The big buzz this morning… After nearly 5 1/2 years as Bush’s Chief of Staff, Andrew Card resigned this morning. Joshua B. Bolten, the director of the Office of Management and Budget, will replace Andrew Card as of April 14 allowing a transitionary period.
The move could presage broader staff changes as Bolten takes over an operation hobbled by political problems heading into a crucial midterm election season.
Bush made the announcement in the Oval Office at 8:30 a.m., standing at the podium with Card to his right, Bolten to his left. The president thanked Card for his “wise counsel, his calm in crisis, his ability, his integrity, and his tireless commitment to public service” and said “he will always be my friend.”
Turning to Bolten, Bush described his new chief of staff as a creative thinker and a strong advocate for accountability and effective management in the federal government.
Card’s “stewardship of the Bush team” has been the subject of questions andspecultion in recent months after a series of mishaps for the Bush White House, including “the failed Supreme Court nomination of Harriet Miers, the bungled federal response to Hurricane Katrina, the slow public disclosure of Vice President Cheney’s shooting accident and the unexpected Republican revolt over a plan to turn over management at a half dozen ports to an Arab-owned company.”
Bush said Card had approached him earlier this month about the possibility of stepping down, and Bush accepted his offer this weekend, when the two were at Camp David.
“He’s been here 5 1/2 years.

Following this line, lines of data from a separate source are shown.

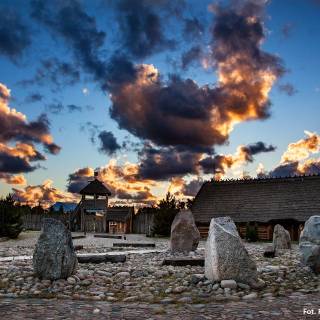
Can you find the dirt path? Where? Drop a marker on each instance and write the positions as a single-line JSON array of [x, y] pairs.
[[280, 308]]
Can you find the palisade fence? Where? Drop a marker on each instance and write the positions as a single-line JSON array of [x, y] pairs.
[[33, 221], [143, 222]]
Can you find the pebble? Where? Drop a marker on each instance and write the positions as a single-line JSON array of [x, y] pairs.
[[228, 284], [250, 296], [142, 279]]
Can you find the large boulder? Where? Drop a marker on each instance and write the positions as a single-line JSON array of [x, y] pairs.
[[281, 238], [309, 243], [54, 255], [185, 235], [226, 256]]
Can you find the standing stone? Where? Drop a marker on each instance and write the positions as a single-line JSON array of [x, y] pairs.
[[54, 256], [185, 235], [226, 257], [309, 243], [281, 238]]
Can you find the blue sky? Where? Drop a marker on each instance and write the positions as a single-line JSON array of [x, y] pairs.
[[291, 33]]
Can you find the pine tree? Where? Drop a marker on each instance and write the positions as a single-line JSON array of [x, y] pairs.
[[10, 218]]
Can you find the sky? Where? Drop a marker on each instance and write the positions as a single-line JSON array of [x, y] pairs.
[[155, 96]]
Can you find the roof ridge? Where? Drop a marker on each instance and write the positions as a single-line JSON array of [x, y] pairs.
[[262, 179]]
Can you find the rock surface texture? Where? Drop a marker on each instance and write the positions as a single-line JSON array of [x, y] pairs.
[[54, 255], [225, 255], [281, 238], [185, 235], [309, 243]]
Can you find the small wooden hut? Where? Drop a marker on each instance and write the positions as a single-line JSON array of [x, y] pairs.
[[119, 219], [263, 202]]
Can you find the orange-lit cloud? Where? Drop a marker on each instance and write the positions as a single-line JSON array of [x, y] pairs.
[[298, 158], [16, 129], [13, 179], [120, 179], [303, 148], [44, 194]]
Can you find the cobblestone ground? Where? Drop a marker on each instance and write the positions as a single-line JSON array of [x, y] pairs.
[[281, 308]]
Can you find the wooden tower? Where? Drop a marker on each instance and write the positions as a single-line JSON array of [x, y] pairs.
[[93, 206]]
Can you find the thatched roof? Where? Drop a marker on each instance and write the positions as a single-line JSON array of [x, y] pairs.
[[95, 187], [119, 214], [259, 200]]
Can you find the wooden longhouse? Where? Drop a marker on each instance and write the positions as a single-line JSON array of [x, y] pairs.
[[264, 202], [119, 219]]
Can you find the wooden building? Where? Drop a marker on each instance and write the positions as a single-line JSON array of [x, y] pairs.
[[119, 219], [263, 202], [92, 209], [143, 221]]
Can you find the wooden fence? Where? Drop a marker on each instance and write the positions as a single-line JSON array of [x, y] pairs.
[[33, 221], [143, 223]]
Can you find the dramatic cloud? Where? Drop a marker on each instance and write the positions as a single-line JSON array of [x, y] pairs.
[[219, 164], [16, 128], [193, 28], [165, 163], [69, 20], [180, 112], [141, 27], [14, 35], [287, 88], [191, 56], [301, 149], [13, 179], [108, 142], [79, 179], [182, 189], [34, 97], [44, 194], [54, 72], [57, 108], [122, 181], [297, 160]]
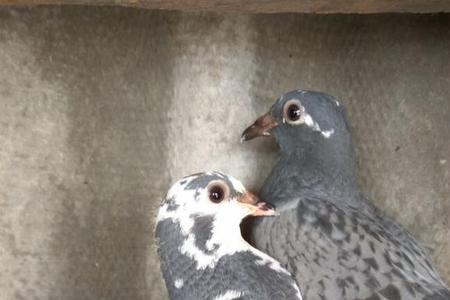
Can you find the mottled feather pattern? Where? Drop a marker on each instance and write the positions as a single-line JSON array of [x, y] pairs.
[[335, 243], [238, 273], [347, 254]]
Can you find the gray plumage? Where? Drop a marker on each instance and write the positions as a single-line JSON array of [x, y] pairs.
[[336, 244], [202, 253]]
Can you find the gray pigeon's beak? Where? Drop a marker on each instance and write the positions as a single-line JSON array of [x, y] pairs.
[[260, 127], [255, 206]]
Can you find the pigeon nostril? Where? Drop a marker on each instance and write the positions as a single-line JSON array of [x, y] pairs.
[[216, 194], [294, 112]]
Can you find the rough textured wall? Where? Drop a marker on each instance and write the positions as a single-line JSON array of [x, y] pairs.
[[101, 108]]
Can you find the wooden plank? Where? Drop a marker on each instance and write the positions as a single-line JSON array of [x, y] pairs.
[[265, 6]]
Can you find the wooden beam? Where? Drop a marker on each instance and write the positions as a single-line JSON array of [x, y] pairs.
[[264, 6]]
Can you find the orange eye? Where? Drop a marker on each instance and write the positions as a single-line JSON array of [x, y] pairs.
[[217, 191], [293, 112]]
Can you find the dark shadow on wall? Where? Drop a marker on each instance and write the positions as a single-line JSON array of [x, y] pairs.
[[114, 66]]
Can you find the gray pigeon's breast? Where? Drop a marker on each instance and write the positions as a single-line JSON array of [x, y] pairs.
[[343, 254]]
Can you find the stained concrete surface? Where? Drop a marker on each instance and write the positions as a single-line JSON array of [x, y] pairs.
[[101, 108]]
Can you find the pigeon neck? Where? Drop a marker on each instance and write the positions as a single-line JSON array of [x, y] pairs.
[[325, 169], [204, 239]]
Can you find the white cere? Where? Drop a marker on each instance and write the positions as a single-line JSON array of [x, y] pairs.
[[179, 283]]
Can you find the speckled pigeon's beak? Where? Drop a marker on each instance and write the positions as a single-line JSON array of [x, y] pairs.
[[255, 206], [260, 127]]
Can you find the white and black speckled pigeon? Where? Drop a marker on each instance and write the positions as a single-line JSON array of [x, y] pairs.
[[203, 255], [328, 236]]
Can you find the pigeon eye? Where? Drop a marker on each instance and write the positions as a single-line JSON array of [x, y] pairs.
[[293, 112], [217, 191]]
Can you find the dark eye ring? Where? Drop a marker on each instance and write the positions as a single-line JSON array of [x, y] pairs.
[[217, 191], [293, 111]]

The average tenure of chief of staff is two years,” said a senior administration official, who spoke before the announcement, but refused to be named so as not to upstage the president. “Change can be good and necessary and that’s what they had discussed.”
In other Bush administration news today, the WaPo reports that Bush has recently been holding “off the record” meetings with White House reporters, in what appears to be an attempt to improve his relationship with the press or to gain more control on the spin…
Off-the-record sessions with presidents are somewhat controversial in journalism circles. Critics say reporters should not subject themselves to being influenced or “spun” under ground rules that prevent the comments from being relayed to the public. But many news organizations say the sessions give reporters a rare opportunity to observe the president up close and to gain insight into his thinking and concerns.